Creating polymr indexes with polymr index

The index subcommand creates polymr indexes. Creating an index with polymr index involves describing where you want the new index to be created, and feeding a delimited file of records into the executable. Use polymr index --help to see invocation instructions and available options.

Let’s index some sample data. The source code repository contains the list contact information of senators serving in the 190th general court of the commonwealth of Massachussetts:

$ cd data
$ head -n3 ma_senators.csv
Michael,Barrett,Democrat,416,617-722-1572,Mike.Barrett@masenate.gov
Joseph,Boncore,Democrat,112,617-722-1634,Joseph.Boncore@masenate.gov
Michael,Brady,Democrat,519,617-722-1200,Michael.Brady@masenate.gov

The ma_senators.csv file is a CSV containing the first name, last name, party affiliation, room number, phone number, and email address of all senate members. To index these entries, with the primary key set to the senator’s room number and the search fields set to the senator’s first name and last name, we can use:

$ polymr index \
>    -b leveldb://localhost/$PWD/ma_senators.polymr \
>    --primary-key 3 \
>    --search-idxs 0,1 \
>    < ma_senators.csv

This creates a polymr index named ma_senators.polymr in the current directory using the LevelDB backend.

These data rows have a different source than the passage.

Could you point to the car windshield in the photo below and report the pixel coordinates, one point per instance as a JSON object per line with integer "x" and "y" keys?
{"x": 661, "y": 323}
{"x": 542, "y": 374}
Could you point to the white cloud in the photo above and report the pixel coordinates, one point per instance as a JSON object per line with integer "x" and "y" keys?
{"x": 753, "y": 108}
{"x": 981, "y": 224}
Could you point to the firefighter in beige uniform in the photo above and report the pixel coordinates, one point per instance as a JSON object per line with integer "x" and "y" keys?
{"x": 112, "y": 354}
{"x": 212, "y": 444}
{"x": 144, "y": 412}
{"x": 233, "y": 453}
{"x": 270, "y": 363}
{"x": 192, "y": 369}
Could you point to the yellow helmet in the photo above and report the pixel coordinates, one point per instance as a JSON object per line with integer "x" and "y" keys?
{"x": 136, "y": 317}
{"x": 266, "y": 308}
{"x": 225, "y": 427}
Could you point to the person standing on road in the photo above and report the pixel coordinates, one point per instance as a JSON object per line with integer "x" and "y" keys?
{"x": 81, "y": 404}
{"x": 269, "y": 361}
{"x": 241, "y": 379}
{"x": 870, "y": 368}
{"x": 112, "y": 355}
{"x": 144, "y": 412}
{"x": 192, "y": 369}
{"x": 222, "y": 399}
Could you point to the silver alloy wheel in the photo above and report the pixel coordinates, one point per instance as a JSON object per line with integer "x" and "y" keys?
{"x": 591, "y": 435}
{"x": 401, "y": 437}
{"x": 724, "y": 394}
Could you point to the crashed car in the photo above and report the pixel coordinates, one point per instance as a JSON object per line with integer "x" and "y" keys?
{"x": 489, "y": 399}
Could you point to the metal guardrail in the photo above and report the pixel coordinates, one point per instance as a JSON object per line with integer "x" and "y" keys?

Searching polymr indexes with polymr query

The query subcommand searches through a polymr index to find the records most similar to a query. Queries are terms similar to the search fields on the records you’re looking for. A query should contain the same number of elements as the index has search fields. For example, if a set of records were indexed with two search fields, queries should be composed of two elements, where the first element searches through the first search field, and the second element searches through the second search field.

Let’s search through the index of senators created in the previous section, trying to find all senators with a last name resembling ‘oconnor’:

$ polymr query -b leveldb://localhost/$PWD/ma_senators.polymr '' 'oconnor'
[
  {
    "fields": [
      "Patrick",
      "O'Connor"
    ],
    "pk": "520",
    "score": 0.7777777777777778,
    "data": [
      "Republican",
      "617-722-1646",
      "Patrick.OConnor@masenate.gov"
    ],
    "rownum": 26
  },
  {
    "fields": [
      "Kathleen",
      "O'Connor Ives"
    ],
    "pk": "215",
    "score": 0.8571428571428572,
    "data": [
      "Democrat",
      "617-722-1604",
      "Kathleen.OConnorIves@masenate.gov"
    ],
    "rownum": 27
  },
  {
    "fields": [
      "Sonia",
      "Chang-Diaz"
    ],
    "pk": "111",
    "score": 1.0,
    "data": [
      "Democrat",
      "617-722-1673",
      "Sonia.Chang-Diaz@masenate.gov"
    ],
    "rownum": 5
  }
]

We find that there are two representatives with last names resembling ‘oconnor’: a democrat and a republican. As always, consult polymr query --help for invocation instructions and available options.